Hello all,
I'm working on a very simple logistic regression workflow but I'm a beginner here and I must say the help isn't that simple.
Data is like this
Order_Id | Country | Country_id | Category | Category_id | Amount | Discount | At_Risk |
1 | Germany | 1 | Bike | 1 | 1100 | 0 | 1 |
2 | France | 2 | Bike | 1 | 2200 | 0 | 0 |
3 | Germany | 1 | Clothes | 2 | 30 | 0 | 0 |
4 | Spain | 3 | Bike | 1 | 1290 | 0,2 | 0 |
5 | France | 2 | Bike | 1 | 1750 | 0 | 0 |
6 | Germany | 1 | Bike | 1 | 2100 | 0,3 | 1 |
7 | Spain | 3 | Accessories | 3 | 125 | 0 | 0 |
8 | Portugal | 4 | Bike | 1 | 1800 | 0 | 0 |
My target variable is At_Risk.
The first thing I have noticed is that you can't use a numeric variable as a target variable, I don't know why and how that makes sense. Only string variables are proposed in the dropdown menu.
But ok.
Then, I have a few categorical variable (like Country or Category) and also something more quantitative (amount). It seems that I don't have to distinguish it? Also, I can use both strings and numbers in that ? The only thing I have to avoid is almost duplicate variable like Country and Country_id.
Am I right?
is there something I miss ? I wonder if I should make categories of amount instead of having the exact amount.
Thanks for your help.
Simon
@simonaubert_bd to respond to your first statement, re-target variable being only a string.
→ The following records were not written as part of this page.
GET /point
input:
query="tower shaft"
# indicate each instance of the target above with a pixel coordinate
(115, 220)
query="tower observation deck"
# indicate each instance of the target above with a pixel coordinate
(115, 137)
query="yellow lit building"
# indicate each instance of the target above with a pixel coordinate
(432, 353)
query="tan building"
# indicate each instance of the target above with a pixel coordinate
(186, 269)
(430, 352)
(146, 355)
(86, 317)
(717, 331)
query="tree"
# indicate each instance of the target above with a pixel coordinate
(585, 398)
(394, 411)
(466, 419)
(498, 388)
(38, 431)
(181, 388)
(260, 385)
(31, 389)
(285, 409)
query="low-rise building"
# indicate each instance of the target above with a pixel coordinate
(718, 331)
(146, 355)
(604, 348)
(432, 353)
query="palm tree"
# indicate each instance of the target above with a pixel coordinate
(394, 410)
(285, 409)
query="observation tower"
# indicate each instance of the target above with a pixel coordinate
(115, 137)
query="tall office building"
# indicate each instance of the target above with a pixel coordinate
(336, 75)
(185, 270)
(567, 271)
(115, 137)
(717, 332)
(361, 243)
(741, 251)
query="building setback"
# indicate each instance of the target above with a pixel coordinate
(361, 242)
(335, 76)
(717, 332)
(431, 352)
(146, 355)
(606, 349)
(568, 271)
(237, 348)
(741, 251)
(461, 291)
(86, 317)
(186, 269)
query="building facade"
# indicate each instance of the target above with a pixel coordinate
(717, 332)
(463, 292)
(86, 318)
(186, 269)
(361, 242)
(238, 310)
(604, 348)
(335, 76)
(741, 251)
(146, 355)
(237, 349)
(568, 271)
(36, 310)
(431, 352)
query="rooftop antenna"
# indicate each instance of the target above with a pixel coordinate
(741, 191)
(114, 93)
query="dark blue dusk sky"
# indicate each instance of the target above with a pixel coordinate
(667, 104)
Logistic regression is for classification (and how it is set up in most cases and in alteryx can only have 2 outcomes, a yes/no, true/false,0/1) hence why the target variable needs to be a string rather than numerical.
You wouldn't want variables that represent the same information for example country and country id as you suggested.
If you want an exact amount can I suggest numerical model, e.g. Liner regression, Random forrest, DT.